René Lapierre : Les adieux
Que reste-t-il de l’amour? A-t-il traversé le temps sans flétrir, porté par la candeur des premiers émois? L’avons-nous porté de saccages en renaissances sans le protéger, le croyant inatteignable des vices de notre espèce? En somme, l’avons-nous tenu pour acquis? Telles sont les questions qui hantent l’imposant nouveau recueil du poète René Lapierre. Avec Les adieux, il interroge ici tant le sentiment que le lieu de l’amour, cette espace insécable où on cumule les défaites depuis si longtemps. Le poète s’attaque ici au galvaudé et au commun, une piste embourbée de pièges que seules la poésie et la lucidité de l’écrivain semblent parvenir à désamorcer l’un après l’autre. Dans cette somme de plus de 400 pages, il nous en livre surtout un clair testament au parfum d’espoir aigri plutôt qu’une quelconque chronique nécrologique empreinte de cynisme.
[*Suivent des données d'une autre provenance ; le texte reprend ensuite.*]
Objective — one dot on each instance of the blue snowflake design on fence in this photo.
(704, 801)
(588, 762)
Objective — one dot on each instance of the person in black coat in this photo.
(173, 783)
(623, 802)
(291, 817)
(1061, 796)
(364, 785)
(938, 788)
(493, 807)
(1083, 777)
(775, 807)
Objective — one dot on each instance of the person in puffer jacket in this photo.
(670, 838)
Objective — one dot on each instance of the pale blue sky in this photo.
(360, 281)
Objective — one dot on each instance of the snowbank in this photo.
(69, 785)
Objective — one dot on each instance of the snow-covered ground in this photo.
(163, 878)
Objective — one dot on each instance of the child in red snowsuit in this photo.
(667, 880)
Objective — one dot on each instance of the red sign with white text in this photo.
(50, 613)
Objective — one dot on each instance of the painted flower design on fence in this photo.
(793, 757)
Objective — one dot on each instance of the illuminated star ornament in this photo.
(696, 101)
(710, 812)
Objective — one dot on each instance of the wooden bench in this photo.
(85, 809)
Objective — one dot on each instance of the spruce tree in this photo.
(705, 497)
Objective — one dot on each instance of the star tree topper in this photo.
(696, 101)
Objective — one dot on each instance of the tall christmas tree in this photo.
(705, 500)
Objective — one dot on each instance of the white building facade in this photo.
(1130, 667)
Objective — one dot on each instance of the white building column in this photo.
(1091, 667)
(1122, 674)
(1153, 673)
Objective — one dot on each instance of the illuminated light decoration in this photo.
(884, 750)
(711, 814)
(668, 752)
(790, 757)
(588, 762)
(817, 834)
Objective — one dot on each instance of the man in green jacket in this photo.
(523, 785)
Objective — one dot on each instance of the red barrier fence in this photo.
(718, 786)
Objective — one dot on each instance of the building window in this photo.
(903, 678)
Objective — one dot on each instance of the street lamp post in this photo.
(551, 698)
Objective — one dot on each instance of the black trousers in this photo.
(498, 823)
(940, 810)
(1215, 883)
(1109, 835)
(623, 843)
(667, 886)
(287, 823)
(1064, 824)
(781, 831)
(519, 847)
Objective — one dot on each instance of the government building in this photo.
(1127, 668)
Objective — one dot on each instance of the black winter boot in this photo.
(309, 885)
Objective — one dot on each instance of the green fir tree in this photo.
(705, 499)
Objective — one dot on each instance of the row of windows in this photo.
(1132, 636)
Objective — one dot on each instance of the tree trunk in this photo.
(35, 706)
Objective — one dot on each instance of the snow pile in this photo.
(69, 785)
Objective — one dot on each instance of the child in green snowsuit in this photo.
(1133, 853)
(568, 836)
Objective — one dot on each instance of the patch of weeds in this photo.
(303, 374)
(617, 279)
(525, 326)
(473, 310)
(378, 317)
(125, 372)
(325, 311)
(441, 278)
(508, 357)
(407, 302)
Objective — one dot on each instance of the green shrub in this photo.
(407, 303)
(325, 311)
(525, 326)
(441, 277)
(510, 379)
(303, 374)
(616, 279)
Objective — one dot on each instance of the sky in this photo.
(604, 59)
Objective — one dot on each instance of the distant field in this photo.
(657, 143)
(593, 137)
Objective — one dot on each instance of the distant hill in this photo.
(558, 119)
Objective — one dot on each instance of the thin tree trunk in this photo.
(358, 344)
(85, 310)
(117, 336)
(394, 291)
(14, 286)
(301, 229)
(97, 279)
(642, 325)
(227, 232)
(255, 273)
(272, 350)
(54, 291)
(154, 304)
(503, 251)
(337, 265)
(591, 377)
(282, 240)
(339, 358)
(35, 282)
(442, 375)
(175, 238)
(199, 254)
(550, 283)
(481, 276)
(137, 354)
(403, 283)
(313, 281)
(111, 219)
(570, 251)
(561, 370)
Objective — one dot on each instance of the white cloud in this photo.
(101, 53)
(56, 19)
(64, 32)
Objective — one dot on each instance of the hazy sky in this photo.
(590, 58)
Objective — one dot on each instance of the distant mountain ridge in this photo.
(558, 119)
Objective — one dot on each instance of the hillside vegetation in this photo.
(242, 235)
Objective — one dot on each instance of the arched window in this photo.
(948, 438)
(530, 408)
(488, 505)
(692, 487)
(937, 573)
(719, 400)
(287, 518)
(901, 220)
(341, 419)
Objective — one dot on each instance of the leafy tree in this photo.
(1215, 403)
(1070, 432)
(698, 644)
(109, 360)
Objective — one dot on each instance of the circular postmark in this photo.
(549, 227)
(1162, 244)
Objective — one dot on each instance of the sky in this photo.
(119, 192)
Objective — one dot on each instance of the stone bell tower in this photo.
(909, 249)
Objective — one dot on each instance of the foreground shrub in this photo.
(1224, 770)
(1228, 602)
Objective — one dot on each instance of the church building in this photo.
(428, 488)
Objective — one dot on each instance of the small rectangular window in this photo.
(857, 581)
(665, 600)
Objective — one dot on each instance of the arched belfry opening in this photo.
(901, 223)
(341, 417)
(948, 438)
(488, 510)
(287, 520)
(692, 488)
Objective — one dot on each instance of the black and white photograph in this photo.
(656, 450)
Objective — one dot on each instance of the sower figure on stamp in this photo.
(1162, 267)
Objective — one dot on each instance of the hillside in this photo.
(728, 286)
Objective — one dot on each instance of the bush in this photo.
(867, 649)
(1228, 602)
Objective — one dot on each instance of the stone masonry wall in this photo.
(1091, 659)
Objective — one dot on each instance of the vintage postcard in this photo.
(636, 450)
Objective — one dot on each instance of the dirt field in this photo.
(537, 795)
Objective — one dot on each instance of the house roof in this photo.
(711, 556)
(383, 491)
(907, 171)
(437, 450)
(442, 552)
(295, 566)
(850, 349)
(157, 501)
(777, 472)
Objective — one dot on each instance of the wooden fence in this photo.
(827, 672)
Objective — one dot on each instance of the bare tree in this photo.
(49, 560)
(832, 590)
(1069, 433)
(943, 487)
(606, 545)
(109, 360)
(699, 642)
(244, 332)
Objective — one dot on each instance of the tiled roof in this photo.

Le recueil se découpe en trois parties – Clartés, Défaites, Commencement – réunissant 17 suites poétiques, commençant toutes par des dates et des lieux avec lesquels il remontera le dernier siècle de catastrophes en désastres quotidiens. Ces clartés et ces évidences dont on s’aveugle, c’est un peu le legs de ce recueil: «Et moi, dans ma langue de bête et dans mon cœur d’orage, je voudrais les offrir comme des bienveillances, des rédemptions.» Le poète désire un réapprentissage amoureux, libéré de tout bon sentiment: «Vous rappelez-vous ce que nous faisaient les peines les plus vives? Combien nous les aimions? À quel point nos colères flambaient plus que nos joies?»
Le tour de force de René Lapierre est de tenir aussi longuement sur ce sentiment – cet événement – qu’on croyait vidé de regards nouveaux. Entrecoupé de faits véritables et de morts passées, le poème revient toujours à son essence: la défaite et l’échec comme seul réel brasier du vrai sentiment. «L’amour est à l’inverse. C’est une vérité crue, un éclat d’infini qui s’enfonce dans votre poitrine; c’est une débâcle de la vie, une chute, une déroute sacrée.» Dans le souvenir et dans le poème, l’espoir est présent et vif, et c’est exactement là où le recueil prend toute son essence: «Puis nous sommes entrés dans une maison. Le monde allait à sa ruine mais nous mettions sur la table, une nappe blanche.»